La MINUSTAH señala que hacen falta 200, 000 tiendas de campaña para alojar a dos millones de personas y protejerlas de robos y violaciones; luego es necesario construir casas mas sólidas para todos ellos antes  de junio (temporada de huracanes en el Atlántico Norte).  http://www.minustah.org/

Estos son algunos de los pedidos inmediatos, seguro que posteriormente se tendrá que imaginar todo el proceso de reconstrucción, proceso mas largo pero por tanto no menos importante. Para esta etapa seguro que es necesaria la participación activa de todos, incluidos los más pobres.

Por otro lado, leyendo en la web sobre lo que sucede ahora en Haití, la acción de los paises cooperantes y sobre los comentarios de ciudadanos del mundo. Me permito hacer algunas reflexiones, respetando las otras vertidas en este y otros blogs que escriben sobre el tema.

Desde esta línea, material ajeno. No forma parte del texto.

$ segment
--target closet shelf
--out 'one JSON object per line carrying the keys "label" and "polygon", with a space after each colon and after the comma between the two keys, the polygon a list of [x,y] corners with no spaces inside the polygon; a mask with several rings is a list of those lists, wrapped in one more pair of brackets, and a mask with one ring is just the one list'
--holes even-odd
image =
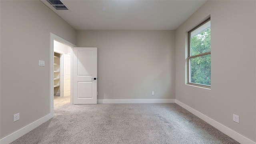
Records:
{"label": "closet shelf", "polygon": [[54,88],[56,87],[58,87],[58,86],[60,86],[60,85],[59,84],[57,84],[57,85],[54,85]]}

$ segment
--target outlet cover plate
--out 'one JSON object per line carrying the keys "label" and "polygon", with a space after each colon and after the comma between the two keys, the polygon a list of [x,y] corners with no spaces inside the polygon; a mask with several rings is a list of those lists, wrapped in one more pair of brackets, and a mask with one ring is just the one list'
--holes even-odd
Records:
{"label": "outlet cover plate", "polygon": [[13,122],[15,122],[20,120],[20,113],[16,114],[13,115]]}
{"label": "outlet cover plate", "polygon": [[238,115],[236,115],[234,114],[233,114],[233,121],[237,122],[238,123],[239,123],[239,116]]}

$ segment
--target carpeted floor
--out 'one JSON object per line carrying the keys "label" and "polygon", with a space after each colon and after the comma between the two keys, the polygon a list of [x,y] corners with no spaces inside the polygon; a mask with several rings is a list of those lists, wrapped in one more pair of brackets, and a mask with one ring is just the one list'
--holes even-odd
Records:
{"label": "carpeted floor", "polygon": [[239,144],[176,104],[54,104],[53,118],[11,144]]}

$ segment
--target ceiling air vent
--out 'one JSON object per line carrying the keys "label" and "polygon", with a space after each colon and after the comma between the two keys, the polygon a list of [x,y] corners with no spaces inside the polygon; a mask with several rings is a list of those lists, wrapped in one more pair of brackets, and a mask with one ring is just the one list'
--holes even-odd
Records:
{"label": "ceiling air vent", "polygon": [[59,0],[46,0],[57,10],[68,10],[68,8]]}

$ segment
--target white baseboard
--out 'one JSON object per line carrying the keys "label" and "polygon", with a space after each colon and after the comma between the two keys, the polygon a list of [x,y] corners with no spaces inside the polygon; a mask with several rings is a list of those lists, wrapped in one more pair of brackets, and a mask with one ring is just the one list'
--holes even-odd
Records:
{"label": "white baseboard", "polygon": [[[188,106],[175,99],[144,100],[98,100],[98,103],[176,103],[190,112],[209,124],[241,144],[256,144],[256,142],[244,137],[224,125],[208,117]],[[9,144],[53,117],[50,114],[0,140],[0,144]]]}
{"label": "white baseboard", "polygon": [[136,104],[175,103],[175,99],[98,100],[98,104]]}
{"label": "white baseboard", "polygon": [[52,118],[49,114],[0,140],[0,144],[7,144],[16,140]]}
{"label": "white baseboard", "polygon": [[256,142],[244,137],[238,132],[231,130],[179,101],[175,100],[175,103],[238,142],[241,144],[256,144]]}

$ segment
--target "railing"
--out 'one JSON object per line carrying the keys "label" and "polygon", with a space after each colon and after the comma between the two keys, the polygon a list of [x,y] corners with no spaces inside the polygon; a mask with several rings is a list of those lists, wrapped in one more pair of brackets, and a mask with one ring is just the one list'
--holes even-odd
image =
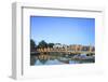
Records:
{"label": "railing", "polygon": [[45,49],[37,49],[38,52],[40,53],[49,53],[49,52],[59,52],[59,53],[71,53],[71,54],[95,54],[94,51],[92,51],[92,49],[87,50],[87,51],[82,51],[82,49],[80,50],[71,50],[71,49],[54,49],[54,47],[45,47]]}

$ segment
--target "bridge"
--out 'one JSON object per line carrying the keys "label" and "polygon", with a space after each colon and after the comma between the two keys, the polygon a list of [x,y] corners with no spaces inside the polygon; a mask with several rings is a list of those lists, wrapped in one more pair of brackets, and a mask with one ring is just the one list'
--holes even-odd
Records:
{"label": "bridge", "polygon": [[39,53],[65,53],[65,54],[93,54],[95,55],[95,52],[91,49],[89,51],[81,51],[81,50],[62,50],[62,49],[38,49],[37,52]]}

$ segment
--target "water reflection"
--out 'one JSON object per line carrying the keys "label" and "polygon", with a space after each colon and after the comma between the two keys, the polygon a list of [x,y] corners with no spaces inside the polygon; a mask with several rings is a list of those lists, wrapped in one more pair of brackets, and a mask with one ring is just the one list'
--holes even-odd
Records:
{"label": "water reflection", "polygon": [[64,55],[64,54],[40,54],[30,56],[30,65],[63,65],[94,63],[94,56]]}

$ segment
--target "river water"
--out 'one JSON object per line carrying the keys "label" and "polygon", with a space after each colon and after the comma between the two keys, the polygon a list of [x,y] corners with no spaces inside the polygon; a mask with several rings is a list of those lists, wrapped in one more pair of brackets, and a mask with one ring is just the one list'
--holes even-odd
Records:
{"label": "river water", "polygon": [[30,65],[63,65],[63,64],[90,64],[95,63],[93,56],[70,56],[70,55],[32,55],[30,56]]}

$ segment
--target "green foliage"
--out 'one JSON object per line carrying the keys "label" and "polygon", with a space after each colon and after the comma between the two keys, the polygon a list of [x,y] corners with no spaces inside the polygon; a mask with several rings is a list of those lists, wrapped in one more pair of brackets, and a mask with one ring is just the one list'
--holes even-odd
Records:
{"label": "green foliage", "polygon": [[42,40],[39,42],[38,47],[40,47],[40,49],[48,47],[48,43],[44,40]]}
{"label": "green foliage", "polygon": [[36,43],[32,39],[30,39],[30,49],[31,50],[36,49]]}
{"label": "green foliage", "polygon": [[54,43],[49,43],[48,46],[49,47],[53,47]]}

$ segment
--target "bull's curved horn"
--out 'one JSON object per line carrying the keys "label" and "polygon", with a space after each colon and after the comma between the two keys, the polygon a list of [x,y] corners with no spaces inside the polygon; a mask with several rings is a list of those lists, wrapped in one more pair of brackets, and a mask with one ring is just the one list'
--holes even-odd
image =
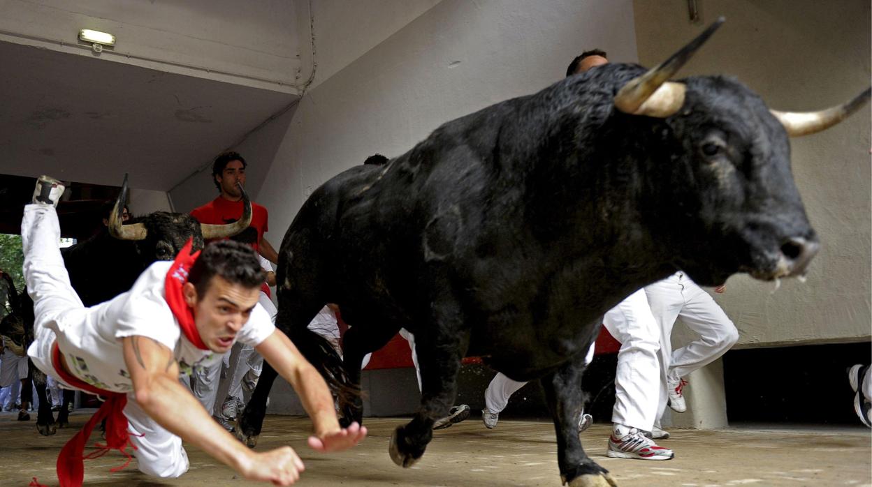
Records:
{"label": "bull's curved horn", "polygon": [[249,193],[242,189],[242,185],[236,183],[239,191],[242,193],[242,216],[233,223],[226,225],[209,225],[201,223],[200,228],[203,233],[203,239],[225,239],[239,233],[251,225],[251,200],[249,200]]}
{"label": "bull's curved horn", "polygon": [[127,200],[127,173],[124,174],[121,193],[115,200],[115,206],[109,215],[109,234],[119,240],[143,240],[148,234],[146,226],[141,223],[123,225],[124,202]]}
{"label": "bull's curved horn", "polygon": [[624,85],[615,95],[615,106],[624,113],[659,118],[669,117],[681,109],[685,103],[685,85],[666,80],[685,65],[722,24],[723,17],[669,59]]}
{"label": "bull's curved horn", "polygon": [[778,121],[781,122],[784,130],[787,131],[787,135],[800,137],[828,129],[844,120],[851,113],[859,110],[861,106],[866,105],[869,101],[870,94],[872,94],[872,88],[867,88],[865,91],[848,103],[819,112],[779,112],[777,110],[770,110],[769,112],[772,112]]}

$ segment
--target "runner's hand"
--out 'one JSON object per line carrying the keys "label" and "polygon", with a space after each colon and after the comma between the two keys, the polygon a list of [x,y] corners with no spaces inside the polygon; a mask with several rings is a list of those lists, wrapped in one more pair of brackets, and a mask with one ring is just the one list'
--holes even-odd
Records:
{"label": "runner's hand", "polygon": [[309,436],[309,446],[320,452],[342,451],[360,443],[366,437],[366,427],[352,423],[333,433],[318,436]]}
{"label": "runner's hand", "polygon": [[273,485],[290,485],[300,479],[305,470],[303,460],[290,446],[276,448],[263,453],[252,452],[248,464],[239,473],[249,480],[272,482]]}

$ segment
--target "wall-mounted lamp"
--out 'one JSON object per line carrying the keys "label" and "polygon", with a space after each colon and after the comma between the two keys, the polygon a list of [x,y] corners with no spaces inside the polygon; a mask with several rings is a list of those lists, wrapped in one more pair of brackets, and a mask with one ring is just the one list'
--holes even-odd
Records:
{"label": "wall-mounted lamp", "polygon": [[91,43],[91,47],[94,50],[94,52],[102,51],[104,45],[115,45],[115,36],[100,32],[99,30],[92,30],[91,29],[82,29],[79,30],[78,39],[83,42]]}

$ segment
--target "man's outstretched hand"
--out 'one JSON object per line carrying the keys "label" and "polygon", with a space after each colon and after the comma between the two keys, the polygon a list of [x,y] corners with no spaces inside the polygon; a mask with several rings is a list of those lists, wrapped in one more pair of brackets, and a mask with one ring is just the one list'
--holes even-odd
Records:
{"label": "man's outstretched hand", "polygon": [[342,451],[360,443],[366,437],[366,427],[352,423],[348,428],[327,433],[321,436],[309,436],[309,446],[322,453]]}

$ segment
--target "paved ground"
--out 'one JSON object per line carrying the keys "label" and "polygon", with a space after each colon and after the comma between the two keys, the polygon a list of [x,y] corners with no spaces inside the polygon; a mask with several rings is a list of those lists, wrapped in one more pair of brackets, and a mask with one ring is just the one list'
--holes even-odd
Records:
{"label": "paved ground", "polygon": [[[75,414],[78,428],[87,418]],[[335,485],[560,485],[550,423],[501,421],[486,430],[477,417],[436,431],[424,457],[404,470],[391,462],[387,441],[401,419],[367,419],[370,437],[351,451],[320,455],[305,446],[310,427],[304,418],[268,416],[258,450],[290,444],[301,454],[307,471],[299,484]],[[74,430],[41,437],[34,423],[17,423],[0,414],[0,485],[26,486],[31,477],[58,485],[58,452]],[[596,424],[584,433],[588,454],[610,470],[622,486],[872,485],[872,435],[856,428],[731,429],[718,431],[674,430],[662,442],[676,451],[665,462],[621,460],[604,456],[609,427]],[[190,471],[181,479],[146,477],[135,468],[110,473],[123,462],[117,454],[85,462],[85,484],[241,486],[228,468],[188,448]]]}

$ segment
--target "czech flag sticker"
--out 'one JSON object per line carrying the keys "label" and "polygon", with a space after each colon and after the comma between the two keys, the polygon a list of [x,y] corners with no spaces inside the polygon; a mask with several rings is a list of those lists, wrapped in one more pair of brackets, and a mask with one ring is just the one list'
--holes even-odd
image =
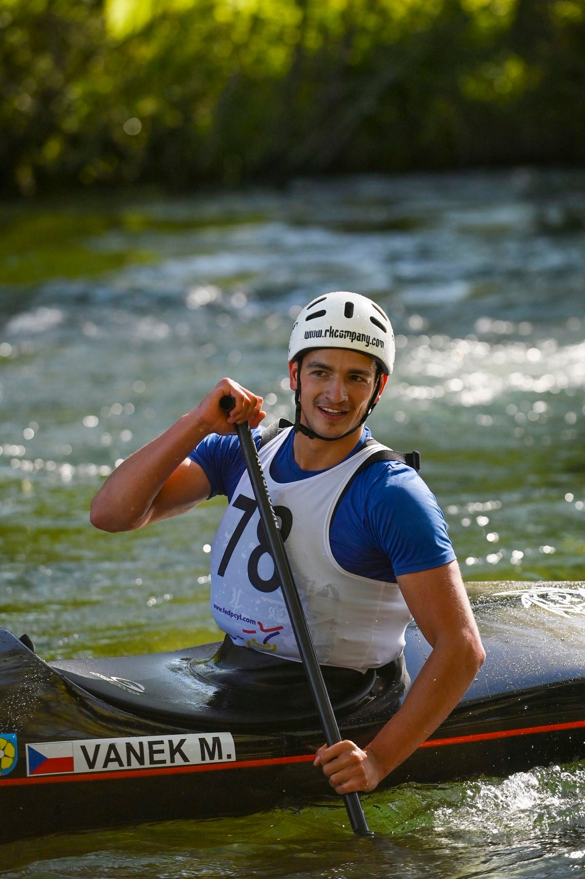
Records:
{"label": "czech flag sticker", "polygon": [[73,742],[26,745],[27,775],[60,775],[73,771]]}
{"label": "czech flag sticker", "polygon": [[0,732],[0,778],[12,772],[18,759],[18,745],[14,732]]}

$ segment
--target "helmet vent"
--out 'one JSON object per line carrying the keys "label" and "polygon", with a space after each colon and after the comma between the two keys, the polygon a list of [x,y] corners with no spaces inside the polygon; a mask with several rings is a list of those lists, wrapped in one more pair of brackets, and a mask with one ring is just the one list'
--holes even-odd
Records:
{"label": "helmet vent", "polygon": [[319,296],[318,299],[313,299],[312,302],[309,302],[309,305],[307,306],[307,310],[309,309],[312,309],[313,305],[318,305],[318,302],[325,302],[326,298],[327,298],[326,296]]}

Considero que, frente a las maneras cómo los paises asisten a Haití (envío de tropas armadas, descarga de alimentos en paracaídas, aceleración de adopciones, etc.) es necesario analizar y situar en contexto nuestras apreciaciones para no desvirtuar las acciones llevadas a cabo por los estados cooperantes.

Considero también que se han cometido excesos y aberraciones por parte de instituciones y particulares durante el proceso de asistencia a Haití (Secuestro de niños haitianos huérfanos y no hueéfanos, fotografías de  médicos sonriendo a lado de cadaveres y heridos,  soldados agrediendo a personas que esperan la distribución de alimentos, etc.). Estas situaciones deben de ser denunciadas, sin embargo no debieran emitirse ni generalizar juicios sobre las nacionalidades de las personas que cometen estos delitos.

Considero además que todos, organismos, asociaciones y particulares, tenemos límites en lo que podemos hacer por Haiti. Y reconocer que tenemos diferentes tiempos en los que podemos apoyar a esta población. Esto es un aspecto, creo yo, que no es muy valorizado en la actualidad, ya que el ritmo mediático con el que son tratados los desastres y  la ayuda a las poblaciones concernidas no nos permiten ver las maneras en el que podemos participar hoy y también mañana.
Como algo anecdótico puedo decir que en mi trabajo de encuestador  de una consultora que hace estudios económicos y sociales en el Perú, pude apreciar que luego de la catástrofe que sufrió Pisco (al sur de la capital Lima), las necesidades de la población se volvieron diversas a medida que pasaron los días, meses y años, mientras que la ayuda se redujo del plano internacional al local hasta desaparecer completamente. Yo participé en las encuestas después de dos años de ocurrido el incidente y lo que dicen las personas que viven alejadas del centro de la ciudad es que, al principio diferentes instituciones venían a ayudarles pero que ahora se han olvidado de ellos. Sus casas no fueron reconstruidas, siguen recibiendo alimentos de un programa de asistencia estatal y la escuela a la que van sus hijos todavía funciona en carpas.

Mantener viva y a largo plazo la preocupación y voluntad de ayuda hacia Haití y lo que podremos hacer por ellos y por nosotros mismos es en lo que podría concluir esta pequeña reflexión.